Mizan Çınar ilk kez böyle bir durumla karşılaşıyordu. Daha önce sattığı rüyalardan hiç şikâyet almamıştı. 
-Yeni rüyanız için bir ücret ödemenize gerek yok fakat talimatlara uygun bir biçimde uyuduğunuzdan emin misiniz? Uykuya gece saat 12’den önce yatmadınız değil mi? Ya da yastığınızın her zamanki yüzünü değil de ters tarafını çevirmeyi ihmal etmemişinizdir umarım? Uyumadan önce yemek yemiş olabilir misiniz? Size bu kuralları defalarca daha önce söylemiştim. Tamam, burada bir şeyler satıyoruz fakat ilk kez bir şikayet alıyorum. Size yeni rüyanızı birazdan uzatacağım, dedi. 
Pijamalı adam biraz kendisini suçlu hissetti bu konuşmadan sonra çünkü bu söylenenlerin hiçbirini yapmamıştı. Belki aynı rüyayı bir kez daha kullanabilirdi fakat istemedi. Ellerini Mizan Çınar’a uzattı. Mizan Çınar, küçük masasının çekmecesinden çıkardığı kokuyu pijamalı adamın ellerine sıktı ve:
-İyi uykular, tatlı rüyalar, dedi. 
Pijamalı adam, terliklerini sürüye sürüye dükkândan ayrıldı. Mizan Çınar’ın ilk kez bu kadar canı sıkılmıştı. Belki de bu mesleğin sonu geliyor, diye düşündü. Başka nasıl bir iş yapabilirdi, mesela berberlik, ona göre bir iş miydi? Değildi. Biraz daha düşündü aklına terzilik geldi. Düşününce ondan da vaz geçti. En son ayakkabı tamirciliğini de düşündü. Bu işi de yapamazdı. Belki hikâye yazarı olabilirim diye düşündü. Evet, bu iyi bir fikirdi. Sattığı rüyaları yazabilirdi mesela. Yine de biraz daha direnmeliydi. Tam bunları düşünürken yeniden kapı vuruldu: Tık, tık, tık, tık. Bu kez gelen yaşlı bir kadındı. O da dün bu saatlerde bir rüya alarak gitmişti. Kadın daha ağzını açmadan Mizan Çınar:
-Rüyanızı beğenmediniz değil mi, dedi. 
Kadın:
-Nereden anladınız, senelerdir sizden rüya alıyorum, ilk kez bu kadar berbat olanına rastladım, dedi. 
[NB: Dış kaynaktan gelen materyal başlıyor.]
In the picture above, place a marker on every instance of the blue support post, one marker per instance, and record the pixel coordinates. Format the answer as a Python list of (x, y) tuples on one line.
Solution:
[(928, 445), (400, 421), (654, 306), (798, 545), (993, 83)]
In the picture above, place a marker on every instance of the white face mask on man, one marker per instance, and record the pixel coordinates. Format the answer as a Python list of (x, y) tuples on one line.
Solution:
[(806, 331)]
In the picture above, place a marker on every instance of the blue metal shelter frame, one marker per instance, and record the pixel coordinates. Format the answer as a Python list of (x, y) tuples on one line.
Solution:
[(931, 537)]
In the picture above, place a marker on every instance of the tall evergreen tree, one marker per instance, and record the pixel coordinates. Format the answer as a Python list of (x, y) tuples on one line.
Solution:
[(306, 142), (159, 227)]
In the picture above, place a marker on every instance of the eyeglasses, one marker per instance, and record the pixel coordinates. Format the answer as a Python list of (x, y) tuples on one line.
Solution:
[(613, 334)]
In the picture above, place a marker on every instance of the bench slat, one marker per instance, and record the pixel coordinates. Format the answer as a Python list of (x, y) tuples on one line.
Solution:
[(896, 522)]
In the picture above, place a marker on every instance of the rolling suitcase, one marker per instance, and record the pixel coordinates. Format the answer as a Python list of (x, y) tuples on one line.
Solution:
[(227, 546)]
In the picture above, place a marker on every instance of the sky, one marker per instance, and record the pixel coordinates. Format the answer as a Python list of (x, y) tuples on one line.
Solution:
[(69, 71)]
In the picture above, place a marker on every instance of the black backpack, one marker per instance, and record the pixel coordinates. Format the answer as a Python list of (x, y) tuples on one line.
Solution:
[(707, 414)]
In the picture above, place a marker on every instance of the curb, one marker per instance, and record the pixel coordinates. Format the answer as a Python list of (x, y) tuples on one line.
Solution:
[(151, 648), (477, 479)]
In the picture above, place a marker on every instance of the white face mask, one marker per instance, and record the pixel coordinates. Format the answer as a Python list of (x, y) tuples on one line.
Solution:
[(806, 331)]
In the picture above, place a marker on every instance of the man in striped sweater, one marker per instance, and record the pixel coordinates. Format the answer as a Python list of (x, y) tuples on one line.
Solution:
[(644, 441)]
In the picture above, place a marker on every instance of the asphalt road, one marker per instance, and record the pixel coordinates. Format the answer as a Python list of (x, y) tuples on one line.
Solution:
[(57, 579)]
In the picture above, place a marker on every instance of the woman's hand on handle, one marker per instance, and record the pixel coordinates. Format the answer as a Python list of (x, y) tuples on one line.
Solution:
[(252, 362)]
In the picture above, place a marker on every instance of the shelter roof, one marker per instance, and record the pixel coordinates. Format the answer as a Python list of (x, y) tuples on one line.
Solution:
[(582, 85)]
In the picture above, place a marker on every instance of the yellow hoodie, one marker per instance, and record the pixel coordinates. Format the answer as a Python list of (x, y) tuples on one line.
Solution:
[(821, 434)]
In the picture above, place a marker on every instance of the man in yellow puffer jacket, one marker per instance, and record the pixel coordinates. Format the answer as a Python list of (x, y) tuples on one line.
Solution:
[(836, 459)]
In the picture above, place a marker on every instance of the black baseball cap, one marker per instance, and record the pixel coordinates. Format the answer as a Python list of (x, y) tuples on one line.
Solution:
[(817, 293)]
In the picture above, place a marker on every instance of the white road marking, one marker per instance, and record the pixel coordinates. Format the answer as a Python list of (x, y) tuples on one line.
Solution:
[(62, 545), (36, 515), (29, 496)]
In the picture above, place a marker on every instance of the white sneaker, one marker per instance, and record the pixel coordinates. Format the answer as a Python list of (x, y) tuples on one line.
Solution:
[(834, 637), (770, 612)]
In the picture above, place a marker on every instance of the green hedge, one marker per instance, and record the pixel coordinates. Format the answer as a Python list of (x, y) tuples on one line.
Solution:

-Merak etmeyin, size şimdi yeni bir rüya vereceğim hem de ücret almadan, diyen Mizan Çınar, yeni rüyasını kadına verdi. 
Şimdi bir karar vermesi gerekiyordu. Bu işe devam mı etmeliydi yoksa hikâye yazarlığına mı başlamalıydı. Yine de erkendi bu işi bırakmak için. Masasındaki çekmeceden bir kâğıt çıkardı. Çok eski bir kağıttı bu. Babasından, belki de dedesinden kalmıştı. Kağıt kadar eski bir de kalem vardı çekmecede. Büyük yazılarla kağıda şöyle yazdı: 
SATILANLAN HAYALLER ALINMAZ, YENİSİYLE DEĞİŞTİRİLMEZ. 
On yıllardır penceresine bir şey asılmayan dükkânın camında ilk kez bir yazı vardı artık. Gelip geçenlerin dikkatini çekecek bir yazı hem de.